Back in the 90s, I lived in Tokyo for more than six years. It has now been over twenty‑five years since I last visited, but last week I spent some time there again. It turned into a kind of nostalgia trip, revisiting old neighbourhoods and re‑walking streets I once knew intimately. Not in real life, but using a mouse and keyboard, I tracked down the places where I lived, worked, and simply spent time.
The house I lived in for most of those years has gone, replaced by a skyscraper. The flat I moved into after that is still there, although it took me a while to find it. The neighbourhood is not laid out as I remember it, yet the buildings do not look new enough to have been built in the past fifty years, so I suspect that is memory at work. The flat I lived in after that has also gone, replaced by newer apartments.

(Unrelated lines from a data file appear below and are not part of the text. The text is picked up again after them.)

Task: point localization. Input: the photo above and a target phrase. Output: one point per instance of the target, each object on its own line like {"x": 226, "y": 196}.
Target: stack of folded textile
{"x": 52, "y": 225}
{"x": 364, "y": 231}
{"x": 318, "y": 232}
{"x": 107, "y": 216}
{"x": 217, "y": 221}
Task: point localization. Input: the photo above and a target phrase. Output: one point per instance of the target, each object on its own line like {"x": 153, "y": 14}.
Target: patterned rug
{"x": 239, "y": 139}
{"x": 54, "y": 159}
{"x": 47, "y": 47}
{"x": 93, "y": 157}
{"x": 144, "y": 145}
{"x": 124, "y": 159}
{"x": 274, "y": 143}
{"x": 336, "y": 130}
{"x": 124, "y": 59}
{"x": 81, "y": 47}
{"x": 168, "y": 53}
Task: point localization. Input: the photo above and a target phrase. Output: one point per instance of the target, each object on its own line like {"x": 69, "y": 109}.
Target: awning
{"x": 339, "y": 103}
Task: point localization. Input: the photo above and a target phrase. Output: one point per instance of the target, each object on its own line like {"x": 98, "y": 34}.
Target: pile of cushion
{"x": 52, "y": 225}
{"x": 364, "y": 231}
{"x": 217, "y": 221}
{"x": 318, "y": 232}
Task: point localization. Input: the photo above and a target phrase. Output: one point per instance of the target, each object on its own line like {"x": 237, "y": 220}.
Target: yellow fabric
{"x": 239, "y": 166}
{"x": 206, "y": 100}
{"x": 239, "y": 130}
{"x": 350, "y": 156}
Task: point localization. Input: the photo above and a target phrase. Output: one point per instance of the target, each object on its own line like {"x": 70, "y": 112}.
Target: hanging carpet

The buildings where I worked are all still standing. One of the companies is now out of business, and my former office is used for something else. The other two offices remain, but the company later reduced its footprint, so they are no longer occupied by my ex‑employer.
I also looked up restaurants, places I used to visit with friends. All my favourites seem to have disappeared, although I did find some of the ones I visited less regularly. The same goes for shops. Many are different now, though some areas have retained their feel, while others are barely recognisable.
The pockets of Old Tokyo have gone. Even then they were small pockets, but places that had remained largely unchanged since the 1950s. Dark wooden buildings, tatami floors, sliding paper doors. I lived in one of them for four years and feel privileged to have done so. There were times it felt magical, moments when it seemed I had been transported into the past. Times I will never be able to revisit.
Societies move on. Cities develop, change, and adapt. The old is no longer always practical, and I understand that. I really do. And yet the pull of nostalgia is strong.
If I could visit Old Tokyo, the Tokyo I knew, just for one day, I would be over the moon.